Утверждение мистера Хергесгеймера я могу применить к себе. Я не знаю, обладают ли мои книги какими-либо достоинствами, и меня это особенно не волнует, — ведь уже пережито утомительное напряжение, с которым связан процесс создания книги. Но в мои произведения, хороши они или плохи, вложено все, что я в состоянии почерпнуть у жизни и отдать ей.

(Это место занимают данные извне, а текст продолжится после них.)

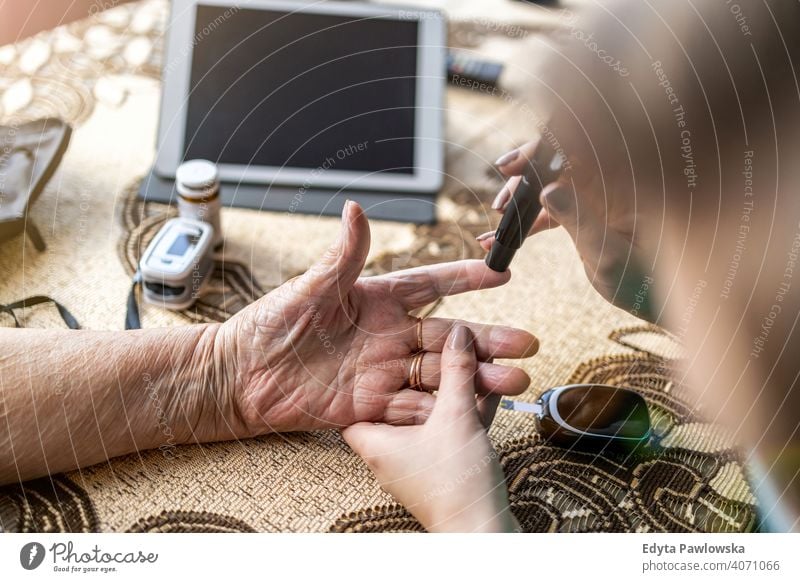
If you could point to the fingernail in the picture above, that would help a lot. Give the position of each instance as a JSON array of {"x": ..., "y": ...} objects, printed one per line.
[
  {"x": 507, "y": 158},
  {"x": 461, "y": 339},
  {"x": 559, "y": 200},
  {"x": 502, "y": 198}
]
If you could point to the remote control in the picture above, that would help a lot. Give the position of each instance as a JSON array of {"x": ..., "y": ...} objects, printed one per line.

Даже сам Синклер Льюис, этот усердный писака, не мог бы сказать о себе ничего, кроме того, что он написал о своих персонажах. Все те качества, которые он так уважает, — образованность, честность, точность, способность к самоусовершенствованию — присущи отнюдь не ему, пылкому и экспансивному человеку, каким его знают близкие, — а профессору Готлибу из его романа «Эроусмит». Свою способность к любви и преданной дружбе он израсходовал в значительной мере, создавая образ Леоры из того же романа и изображая чувства Джорджа Ф. Бэббита к своему сыну и к своему другу Полю; однако он растратил ее, слава богу, не полностью, поскольку одна из немногих in propria persona[65] Льюиса состоит в том, что он, как ребенок, любит, поистине обожает своих немногих друзей — мужчин и женщин. И если в этом самом Льюисе, выходце из Миннесоты, с ее девственными лесами и пшеничными полями, были предпосылки для того, чтобы стать твердым и мужественным, как Линдберг, то он полностью растратил их в процессе создания таких образов, как «сокол» Эриксон из романа «Полет сокола» (этот летчик удивительно похож на Линдберга, хотя и появился за десять лет до него), как энергичный провинциальный врач Уил Кенникот из «Главной улицы», как Фрэнк Шаллард из «Элмера Гентри», который сначала трепетал перед кровавыми фанатиками — фундаменталистами, а затем с твердостью встретил их. В личной жизни писатель не обладает ни малейшим мужеством. Он дрожит от страха, поднимаясь в фуникулере в горах Швейцарии, сидя в автомобиле, скользящем по мокрому от дождя асфальту, и находясь на пароходе, подающем тревожные гудки в тумане.